Thursday, June 16, 2022

Our best for His glory. . .

When we were building an addition to our facility about 20 years ago, we ended up having to move into the new Sanctuary because of an air conditioning problem in the old one.  We had no pews or wooden chairs -- only the standard model metal folding chairs.  We had no altar or pulpit or lectern since they had not yet arrived from the woodworker.  They were not late -- we were early.  We had no cross other than the old processional cross we had from the now chapel.  But we soldiered on.

The altar was a slab wooden door on sawhorses with a full Jacobean frontal made of newly purchased fabric.  The nice makeshift parament did not betray the humble underpinings.  For a pulpit, we purchased a used one for a few bucks locally that fit the bill.  The lectern was an ordinary lectern from one of the classrooms.  Both had makeshift but workable falls to adorn what was rather humble.  With the processional cross behind the altar, candlesticks from the now chapel, and a couple of very large banners on stands behind the altar, it looked pretty good for a people who had to make a quick decision on a Thursday to be in the new Church on Sunday.

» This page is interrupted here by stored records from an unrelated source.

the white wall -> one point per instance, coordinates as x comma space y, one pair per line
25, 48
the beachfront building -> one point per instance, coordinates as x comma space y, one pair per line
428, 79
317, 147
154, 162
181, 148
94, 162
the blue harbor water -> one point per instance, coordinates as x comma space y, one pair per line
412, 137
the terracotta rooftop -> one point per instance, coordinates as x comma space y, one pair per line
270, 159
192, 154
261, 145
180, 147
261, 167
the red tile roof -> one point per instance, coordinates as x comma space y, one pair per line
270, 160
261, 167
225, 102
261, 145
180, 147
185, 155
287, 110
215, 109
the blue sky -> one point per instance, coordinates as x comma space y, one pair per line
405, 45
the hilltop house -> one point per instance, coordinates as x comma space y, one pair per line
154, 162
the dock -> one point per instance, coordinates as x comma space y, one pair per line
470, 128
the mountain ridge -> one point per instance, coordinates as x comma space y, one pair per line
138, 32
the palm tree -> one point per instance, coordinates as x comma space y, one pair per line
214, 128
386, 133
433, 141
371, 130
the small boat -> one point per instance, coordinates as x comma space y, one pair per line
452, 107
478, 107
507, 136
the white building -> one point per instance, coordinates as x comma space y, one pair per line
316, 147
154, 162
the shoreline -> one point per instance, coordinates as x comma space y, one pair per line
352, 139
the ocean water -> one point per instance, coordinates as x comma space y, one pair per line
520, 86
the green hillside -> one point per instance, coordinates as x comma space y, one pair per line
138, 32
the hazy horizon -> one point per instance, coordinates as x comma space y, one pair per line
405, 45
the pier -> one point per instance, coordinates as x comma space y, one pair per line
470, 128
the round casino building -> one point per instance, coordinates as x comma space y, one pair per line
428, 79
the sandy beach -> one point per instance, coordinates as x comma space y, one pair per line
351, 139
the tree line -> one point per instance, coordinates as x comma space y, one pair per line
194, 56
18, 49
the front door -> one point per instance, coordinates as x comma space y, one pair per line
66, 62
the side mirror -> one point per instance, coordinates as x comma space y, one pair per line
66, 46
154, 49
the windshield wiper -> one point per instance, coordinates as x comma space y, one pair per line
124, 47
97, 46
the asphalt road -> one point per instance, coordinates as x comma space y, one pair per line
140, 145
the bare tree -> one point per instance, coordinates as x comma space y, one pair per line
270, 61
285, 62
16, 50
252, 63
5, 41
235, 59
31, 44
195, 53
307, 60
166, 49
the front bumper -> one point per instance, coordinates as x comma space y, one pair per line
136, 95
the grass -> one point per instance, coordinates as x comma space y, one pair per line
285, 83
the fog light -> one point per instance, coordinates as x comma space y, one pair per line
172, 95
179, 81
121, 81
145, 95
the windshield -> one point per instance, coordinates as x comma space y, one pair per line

Every pastor planting a mission congregation or renting facilities in a multipurpose setting or holding services in another community or hotel ballroom or the like has had to make do.  We all understand it.  It is what must be done under the circumstances.  In every case, the intention is to do something better, more permanent, and more fitting of the Lord and His glory.  It is not that these things do not matter but they matter so much that we are embarrassed when we cannot do better and will work to improve what is a temporary situation.

What is shocking, however, is when the Church contents herself with things that are unworthy of the Lord because they are not our best for His glory but spectacles that mean to draw attention to ourselves rather than to Him.  When the things we offer the Lord are our best for His glory, it does not matter if they fall short in aesthetics.  But when we substitute for that which befits Him, His Word and Sacraments, those things that are experimental, purposefully pushing the edge of integrity, and reflections more of us than vessels for His purpose, something is wrong.

In the photo above, Roman Catholic Cardinal Schönborn has consecrated what some have called an “IKEA” Altar in a Dominican Church in Vienna.  If you look around the monstrosity that is passing for an altar, you see an ornate and elaborate church building that only draws even more attention to this modern thing that has been placed there precisely to become the center of everyone's attention -- and not for what happens on it.  Worse is the color -- the color of urine -- whether on purpose making the association or an accident.  I am not saying that something of this material could not have been used.  It could have been possible to craft something of lucite (which it seems or glass?) that would have fit its surroundings.  I would still not like it or approve but it could have been done.  Yet it was not.

Before we Lutherans laugh and rush to judge, we have our own shameful attempts at being cute or shocking in which the focus fails to emphasize glory, permanence, and significance and instead simply makes an artistic statement most of us wish we had never heard.  Wherever it happens, it is shameful.  Churches are not canvases for our own self-expression.  We make them for God, for what God does in them, and to draw our attention to Him and His gifts and not away from them.  Building, adornments, preacher, sermon, presiding, vestments, and everything else that screams look at me violates the first and most important principle of church architecture and art -- the focus is on Christ and His gifts.  When we forget that, it is downhill all the way.  I don't care of the architect or artist has a name recognized all over the world, when the church has become the canvas for that artisans self-expression, we suffer even more than God.

1 comment:

Janis Williams said...

I cannot seriously believe the “artist” who designed that altar could sign it as Bach did his compositions - SDG (soli deo gloria).